I test sierologici di laboratorio e ambulatoriali per gli anticorpi anti-H. pylori hanno una sensibilità e una specificità > 85% e precedentemente venivano considerati esami non invasivi di scelta per l’iniziale documentazione dell’infezione da H. pylori.

Tuttavia, poiché la prevalenza dell’infezione è diminuita, la percentuale di risultati falsi positivi con saggi sierologici è aumentata in modo significativo, rendendo questi test troppo inaffidabili nella maggior parte dei Paesi e delle regioni.

Di conseguenza, per la diagnosi iniziale sono preferiti il test del respiro dell’urea e il test dell’antigene fecale. I test qualitativi rimangono positivi fino a tre anni dopo un trattamento eradicante di successo e dal momento che i livelli quantitativi degli anticorpi non si riducono significativamente per almeno 6-12 mesi dopo l’eradicazione, i test sierologici non sono di solito utilizzati per valutare la guarigione.

L’urea breath test utilizza una dose orale di urea marcata con C13 o C14. In un paziente infetto, il microrganismo metabolizza l’urea e libera CO2 marcata, che viene espirata e può essere quantificata in campioni di respiro prelevati da 20 a 30 minuti dopo l’ingestione dell’urea. La sensibilità e la specificità sono > 95%. L’urea breath test è un esame adeguato per confermare l’eradicazione del microrganismo dopo la terapia. Risultati falsi negativi sono possibili in caso di recente assunzione di antibiotici o di una concomitante terapia con inibitori di pompa protonica; pertanto, l’esame nel follow up deve essere rimandato ≥ 4 settimane dopo la terapia antibiotica e 1 settimana dopo la terapia con inibitori di pompa protonica. I farmaci anti-H2 non alterano l’esame.
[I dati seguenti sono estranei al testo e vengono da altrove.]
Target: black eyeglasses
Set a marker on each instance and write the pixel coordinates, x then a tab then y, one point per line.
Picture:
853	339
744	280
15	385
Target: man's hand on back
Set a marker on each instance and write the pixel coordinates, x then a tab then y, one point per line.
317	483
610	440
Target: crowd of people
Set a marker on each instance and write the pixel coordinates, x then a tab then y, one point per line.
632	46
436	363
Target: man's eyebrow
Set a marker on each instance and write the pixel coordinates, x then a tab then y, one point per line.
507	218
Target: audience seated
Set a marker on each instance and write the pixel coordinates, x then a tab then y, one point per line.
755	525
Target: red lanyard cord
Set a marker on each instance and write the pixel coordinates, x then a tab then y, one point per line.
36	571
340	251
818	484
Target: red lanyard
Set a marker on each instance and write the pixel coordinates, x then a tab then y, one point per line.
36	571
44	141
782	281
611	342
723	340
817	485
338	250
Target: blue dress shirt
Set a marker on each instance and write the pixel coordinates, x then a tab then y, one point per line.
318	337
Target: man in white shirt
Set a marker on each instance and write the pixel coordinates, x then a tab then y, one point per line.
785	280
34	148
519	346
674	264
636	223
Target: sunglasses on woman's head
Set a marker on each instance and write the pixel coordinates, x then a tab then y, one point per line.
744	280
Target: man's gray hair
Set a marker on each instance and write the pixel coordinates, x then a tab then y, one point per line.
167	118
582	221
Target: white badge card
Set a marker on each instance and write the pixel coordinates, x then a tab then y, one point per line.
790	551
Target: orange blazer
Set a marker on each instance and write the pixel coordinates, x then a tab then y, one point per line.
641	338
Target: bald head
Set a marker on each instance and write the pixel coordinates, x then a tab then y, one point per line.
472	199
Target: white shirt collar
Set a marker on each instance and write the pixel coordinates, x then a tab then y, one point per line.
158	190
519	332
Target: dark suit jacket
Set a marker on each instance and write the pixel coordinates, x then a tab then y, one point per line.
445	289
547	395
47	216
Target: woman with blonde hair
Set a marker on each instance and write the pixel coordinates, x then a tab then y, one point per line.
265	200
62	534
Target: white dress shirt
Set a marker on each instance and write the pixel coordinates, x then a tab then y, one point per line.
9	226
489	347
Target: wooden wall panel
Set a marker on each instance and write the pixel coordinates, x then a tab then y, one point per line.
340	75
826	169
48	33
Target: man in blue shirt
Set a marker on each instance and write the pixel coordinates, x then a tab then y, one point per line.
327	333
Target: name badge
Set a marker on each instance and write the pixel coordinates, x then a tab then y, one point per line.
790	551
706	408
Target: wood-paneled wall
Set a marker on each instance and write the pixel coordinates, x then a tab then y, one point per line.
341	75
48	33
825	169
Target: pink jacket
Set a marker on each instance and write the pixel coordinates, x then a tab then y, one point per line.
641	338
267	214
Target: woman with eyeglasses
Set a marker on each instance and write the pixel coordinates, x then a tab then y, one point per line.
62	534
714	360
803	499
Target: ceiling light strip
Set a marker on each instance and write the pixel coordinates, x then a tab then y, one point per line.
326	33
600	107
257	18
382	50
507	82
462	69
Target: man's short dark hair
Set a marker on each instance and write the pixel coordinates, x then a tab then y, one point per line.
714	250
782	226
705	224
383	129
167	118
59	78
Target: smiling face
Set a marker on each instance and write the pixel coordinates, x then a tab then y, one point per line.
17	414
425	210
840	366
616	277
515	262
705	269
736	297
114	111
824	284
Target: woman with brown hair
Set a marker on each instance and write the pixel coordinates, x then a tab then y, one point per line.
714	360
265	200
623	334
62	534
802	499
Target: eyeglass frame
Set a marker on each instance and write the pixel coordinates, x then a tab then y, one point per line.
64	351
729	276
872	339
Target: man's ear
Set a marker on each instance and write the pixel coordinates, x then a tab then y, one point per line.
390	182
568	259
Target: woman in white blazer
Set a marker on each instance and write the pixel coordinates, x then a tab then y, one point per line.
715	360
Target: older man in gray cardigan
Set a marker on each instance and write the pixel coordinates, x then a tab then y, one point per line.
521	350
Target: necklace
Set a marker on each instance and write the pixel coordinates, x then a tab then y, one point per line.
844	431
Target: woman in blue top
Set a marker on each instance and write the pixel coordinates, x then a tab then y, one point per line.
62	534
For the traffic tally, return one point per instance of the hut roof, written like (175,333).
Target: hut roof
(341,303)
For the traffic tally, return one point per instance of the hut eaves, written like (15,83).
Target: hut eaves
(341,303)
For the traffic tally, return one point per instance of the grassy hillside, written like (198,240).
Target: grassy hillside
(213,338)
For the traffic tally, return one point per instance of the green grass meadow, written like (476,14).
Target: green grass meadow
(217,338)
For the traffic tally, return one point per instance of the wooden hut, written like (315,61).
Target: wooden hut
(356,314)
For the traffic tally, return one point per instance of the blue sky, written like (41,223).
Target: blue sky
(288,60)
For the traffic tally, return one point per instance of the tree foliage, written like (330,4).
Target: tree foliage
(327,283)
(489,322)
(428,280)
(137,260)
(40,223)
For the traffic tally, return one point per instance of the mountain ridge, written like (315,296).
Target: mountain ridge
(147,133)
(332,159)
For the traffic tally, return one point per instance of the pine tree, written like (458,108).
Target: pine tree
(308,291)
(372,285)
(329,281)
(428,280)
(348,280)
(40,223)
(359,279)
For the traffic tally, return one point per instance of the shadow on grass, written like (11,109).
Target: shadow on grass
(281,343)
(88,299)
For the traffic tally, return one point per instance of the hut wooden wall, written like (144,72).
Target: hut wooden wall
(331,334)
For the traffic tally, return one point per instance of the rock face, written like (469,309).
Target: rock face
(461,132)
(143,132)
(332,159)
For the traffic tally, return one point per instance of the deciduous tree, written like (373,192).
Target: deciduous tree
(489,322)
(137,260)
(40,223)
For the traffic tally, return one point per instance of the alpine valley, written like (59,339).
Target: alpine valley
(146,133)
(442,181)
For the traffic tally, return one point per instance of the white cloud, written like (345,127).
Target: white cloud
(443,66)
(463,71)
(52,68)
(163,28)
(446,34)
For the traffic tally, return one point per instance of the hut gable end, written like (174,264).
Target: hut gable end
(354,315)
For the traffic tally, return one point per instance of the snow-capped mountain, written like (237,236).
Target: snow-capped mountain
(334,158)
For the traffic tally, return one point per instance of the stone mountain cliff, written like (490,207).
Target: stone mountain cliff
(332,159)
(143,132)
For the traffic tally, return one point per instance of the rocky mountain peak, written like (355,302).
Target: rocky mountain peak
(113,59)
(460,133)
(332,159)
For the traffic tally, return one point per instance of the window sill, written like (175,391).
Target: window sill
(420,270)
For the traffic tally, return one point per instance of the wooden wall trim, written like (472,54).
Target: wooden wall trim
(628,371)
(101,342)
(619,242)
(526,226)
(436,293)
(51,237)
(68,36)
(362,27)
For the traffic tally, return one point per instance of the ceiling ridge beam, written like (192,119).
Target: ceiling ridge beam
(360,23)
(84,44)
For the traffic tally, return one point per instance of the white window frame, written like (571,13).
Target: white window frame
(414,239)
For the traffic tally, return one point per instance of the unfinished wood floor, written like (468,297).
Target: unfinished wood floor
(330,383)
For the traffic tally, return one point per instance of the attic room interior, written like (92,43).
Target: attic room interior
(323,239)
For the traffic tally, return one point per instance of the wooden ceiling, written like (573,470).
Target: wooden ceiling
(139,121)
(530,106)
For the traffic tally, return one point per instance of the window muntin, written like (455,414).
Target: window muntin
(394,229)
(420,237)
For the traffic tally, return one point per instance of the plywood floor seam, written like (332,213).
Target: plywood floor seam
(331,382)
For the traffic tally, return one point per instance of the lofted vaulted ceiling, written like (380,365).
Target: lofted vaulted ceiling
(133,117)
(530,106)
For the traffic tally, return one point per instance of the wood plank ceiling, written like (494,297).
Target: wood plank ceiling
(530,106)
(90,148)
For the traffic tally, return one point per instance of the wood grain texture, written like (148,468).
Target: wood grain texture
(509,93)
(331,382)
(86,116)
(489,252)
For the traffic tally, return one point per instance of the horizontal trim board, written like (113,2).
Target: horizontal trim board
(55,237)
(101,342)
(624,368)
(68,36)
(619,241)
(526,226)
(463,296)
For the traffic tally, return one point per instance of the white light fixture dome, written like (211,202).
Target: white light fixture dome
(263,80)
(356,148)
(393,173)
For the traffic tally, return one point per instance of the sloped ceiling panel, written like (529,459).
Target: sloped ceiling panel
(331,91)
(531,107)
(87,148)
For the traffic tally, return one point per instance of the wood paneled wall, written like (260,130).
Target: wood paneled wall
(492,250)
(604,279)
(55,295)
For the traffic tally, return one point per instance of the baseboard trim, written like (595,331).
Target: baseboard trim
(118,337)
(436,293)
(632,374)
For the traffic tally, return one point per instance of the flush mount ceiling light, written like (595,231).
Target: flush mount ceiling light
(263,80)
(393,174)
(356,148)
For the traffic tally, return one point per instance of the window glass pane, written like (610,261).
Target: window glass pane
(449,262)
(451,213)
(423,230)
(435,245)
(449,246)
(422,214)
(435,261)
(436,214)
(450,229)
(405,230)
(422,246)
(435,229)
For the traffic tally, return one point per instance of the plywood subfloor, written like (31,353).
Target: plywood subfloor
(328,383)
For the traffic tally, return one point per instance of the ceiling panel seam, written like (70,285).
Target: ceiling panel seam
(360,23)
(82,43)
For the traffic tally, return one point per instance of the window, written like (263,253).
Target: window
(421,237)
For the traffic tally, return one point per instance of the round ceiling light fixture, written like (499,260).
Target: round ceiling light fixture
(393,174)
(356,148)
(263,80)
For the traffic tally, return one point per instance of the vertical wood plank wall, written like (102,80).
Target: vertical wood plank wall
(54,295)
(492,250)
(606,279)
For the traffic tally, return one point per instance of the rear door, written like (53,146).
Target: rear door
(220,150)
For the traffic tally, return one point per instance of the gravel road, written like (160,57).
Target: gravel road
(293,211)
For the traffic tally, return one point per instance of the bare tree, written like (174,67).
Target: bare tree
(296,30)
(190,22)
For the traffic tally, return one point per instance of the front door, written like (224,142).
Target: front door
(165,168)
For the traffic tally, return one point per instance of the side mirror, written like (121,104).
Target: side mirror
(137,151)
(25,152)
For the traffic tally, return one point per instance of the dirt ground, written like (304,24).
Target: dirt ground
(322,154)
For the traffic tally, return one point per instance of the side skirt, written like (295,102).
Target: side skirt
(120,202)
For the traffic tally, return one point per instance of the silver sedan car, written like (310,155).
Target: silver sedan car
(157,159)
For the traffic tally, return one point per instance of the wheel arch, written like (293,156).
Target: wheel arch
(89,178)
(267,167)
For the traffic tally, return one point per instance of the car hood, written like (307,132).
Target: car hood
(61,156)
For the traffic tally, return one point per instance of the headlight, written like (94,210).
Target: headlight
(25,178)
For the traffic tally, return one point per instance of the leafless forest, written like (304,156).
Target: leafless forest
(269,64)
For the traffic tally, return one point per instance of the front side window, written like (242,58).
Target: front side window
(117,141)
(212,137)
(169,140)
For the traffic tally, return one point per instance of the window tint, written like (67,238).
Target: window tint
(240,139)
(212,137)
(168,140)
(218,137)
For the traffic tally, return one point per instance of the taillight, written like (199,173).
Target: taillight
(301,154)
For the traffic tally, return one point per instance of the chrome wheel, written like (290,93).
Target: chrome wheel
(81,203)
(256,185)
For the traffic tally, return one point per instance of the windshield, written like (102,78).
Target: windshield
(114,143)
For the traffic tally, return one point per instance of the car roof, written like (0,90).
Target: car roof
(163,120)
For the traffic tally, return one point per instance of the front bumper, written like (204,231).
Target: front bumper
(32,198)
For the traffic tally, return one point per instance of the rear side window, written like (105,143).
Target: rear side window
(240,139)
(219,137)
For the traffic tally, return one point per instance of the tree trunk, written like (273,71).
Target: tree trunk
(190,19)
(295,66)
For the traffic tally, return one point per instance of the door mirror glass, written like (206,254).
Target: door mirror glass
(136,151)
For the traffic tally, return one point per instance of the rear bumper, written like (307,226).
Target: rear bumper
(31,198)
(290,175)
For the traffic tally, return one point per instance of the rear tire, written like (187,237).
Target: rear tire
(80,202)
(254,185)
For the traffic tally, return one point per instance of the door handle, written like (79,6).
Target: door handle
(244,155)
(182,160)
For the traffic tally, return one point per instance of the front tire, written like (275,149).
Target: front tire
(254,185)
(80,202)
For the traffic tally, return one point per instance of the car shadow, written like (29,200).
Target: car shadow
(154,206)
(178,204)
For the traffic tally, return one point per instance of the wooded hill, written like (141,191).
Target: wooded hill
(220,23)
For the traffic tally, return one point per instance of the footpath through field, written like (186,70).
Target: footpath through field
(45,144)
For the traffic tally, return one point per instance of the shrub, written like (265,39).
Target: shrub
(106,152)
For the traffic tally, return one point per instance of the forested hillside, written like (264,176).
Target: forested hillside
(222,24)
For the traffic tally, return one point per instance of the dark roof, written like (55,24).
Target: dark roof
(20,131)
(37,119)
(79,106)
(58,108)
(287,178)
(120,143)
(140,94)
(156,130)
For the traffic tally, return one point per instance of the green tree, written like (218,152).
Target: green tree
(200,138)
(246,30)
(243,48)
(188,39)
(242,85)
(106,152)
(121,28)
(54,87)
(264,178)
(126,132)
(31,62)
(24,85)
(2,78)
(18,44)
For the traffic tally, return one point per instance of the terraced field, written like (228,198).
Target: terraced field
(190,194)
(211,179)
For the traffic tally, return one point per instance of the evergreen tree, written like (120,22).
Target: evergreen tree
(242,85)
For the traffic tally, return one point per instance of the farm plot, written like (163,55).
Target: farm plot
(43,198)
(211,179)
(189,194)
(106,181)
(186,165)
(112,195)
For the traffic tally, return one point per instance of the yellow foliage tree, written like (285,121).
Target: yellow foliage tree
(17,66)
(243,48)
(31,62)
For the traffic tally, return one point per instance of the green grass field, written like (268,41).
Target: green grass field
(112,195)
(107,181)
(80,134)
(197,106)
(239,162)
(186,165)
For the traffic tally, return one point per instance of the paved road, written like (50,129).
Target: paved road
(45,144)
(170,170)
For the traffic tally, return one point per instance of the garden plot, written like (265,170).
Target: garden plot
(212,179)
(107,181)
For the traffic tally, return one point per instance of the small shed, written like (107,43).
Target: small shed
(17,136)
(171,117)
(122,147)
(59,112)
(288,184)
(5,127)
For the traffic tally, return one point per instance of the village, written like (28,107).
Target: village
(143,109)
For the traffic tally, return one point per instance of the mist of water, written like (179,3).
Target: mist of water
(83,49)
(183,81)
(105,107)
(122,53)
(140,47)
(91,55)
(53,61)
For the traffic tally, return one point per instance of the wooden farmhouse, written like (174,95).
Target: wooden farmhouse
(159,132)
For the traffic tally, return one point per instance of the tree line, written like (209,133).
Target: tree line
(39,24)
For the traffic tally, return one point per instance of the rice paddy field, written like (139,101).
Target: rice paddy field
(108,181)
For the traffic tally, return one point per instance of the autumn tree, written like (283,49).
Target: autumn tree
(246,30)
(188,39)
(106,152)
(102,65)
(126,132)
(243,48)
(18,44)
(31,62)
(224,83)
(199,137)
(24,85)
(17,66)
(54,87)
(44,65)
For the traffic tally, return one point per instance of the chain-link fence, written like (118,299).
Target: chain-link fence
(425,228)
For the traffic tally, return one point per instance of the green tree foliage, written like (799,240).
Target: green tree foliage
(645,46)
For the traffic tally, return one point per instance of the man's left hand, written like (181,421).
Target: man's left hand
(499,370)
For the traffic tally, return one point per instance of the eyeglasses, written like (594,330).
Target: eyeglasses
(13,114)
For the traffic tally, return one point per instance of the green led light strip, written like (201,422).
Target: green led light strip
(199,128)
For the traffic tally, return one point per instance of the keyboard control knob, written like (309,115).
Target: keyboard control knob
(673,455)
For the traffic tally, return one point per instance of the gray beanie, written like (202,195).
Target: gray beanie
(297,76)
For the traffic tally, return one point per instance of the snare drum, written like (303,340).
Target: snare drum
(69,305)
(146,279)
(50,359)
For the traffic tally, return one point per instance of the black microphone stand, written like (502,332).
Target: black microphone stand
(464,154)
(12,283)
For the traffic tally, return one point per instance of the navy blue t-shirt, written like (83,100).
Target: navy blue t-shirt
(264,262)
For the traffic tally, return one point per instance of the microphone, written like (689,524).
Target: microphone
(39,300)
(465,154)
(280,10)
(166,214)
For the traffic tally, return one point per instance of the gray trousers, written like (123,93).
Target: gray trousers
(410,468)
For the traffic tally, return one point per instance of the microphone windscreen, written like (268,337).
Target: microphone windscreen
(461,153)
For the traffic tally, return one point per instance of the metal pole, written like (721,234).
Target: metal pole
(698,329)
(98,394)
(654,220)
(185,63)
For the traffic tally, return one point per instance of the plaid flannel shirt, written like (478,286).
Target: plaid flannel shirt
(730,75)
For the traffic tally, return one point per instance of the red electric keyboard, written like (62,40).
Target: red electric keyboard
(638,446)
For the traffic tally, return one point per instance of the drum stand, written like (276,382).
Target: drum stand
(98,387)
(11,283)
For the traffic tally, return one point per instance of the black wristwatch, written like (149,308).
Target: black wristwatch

Una volta accertata l’origine infettiva dell’ulcera, il trattamento consiste in una terapia a base di uno o due antibiotici, scelti tra amoxicillina, metronidazolo, tetraciclina (ma non in bambini sotto i 12 anni) o claritromicina, per 1-2 settimane. Per alleviare i sintomi, inoltre, vengono solitamente associati farmaci antiacidi, come gli inibitori di pompa. Se viene condotta in modo regolare, la terapia risulta risolutiva nel 90% dei casi. Poiché si sa ancora molto poco sulle modalità di trasmissione di H. pylori, anche le misure preventive disponibili sono scarse. In generale, si raccomanda comunque di lavarsi bene le mani, mangiare cibo adeguatamente cucinato e bere acqua sicura.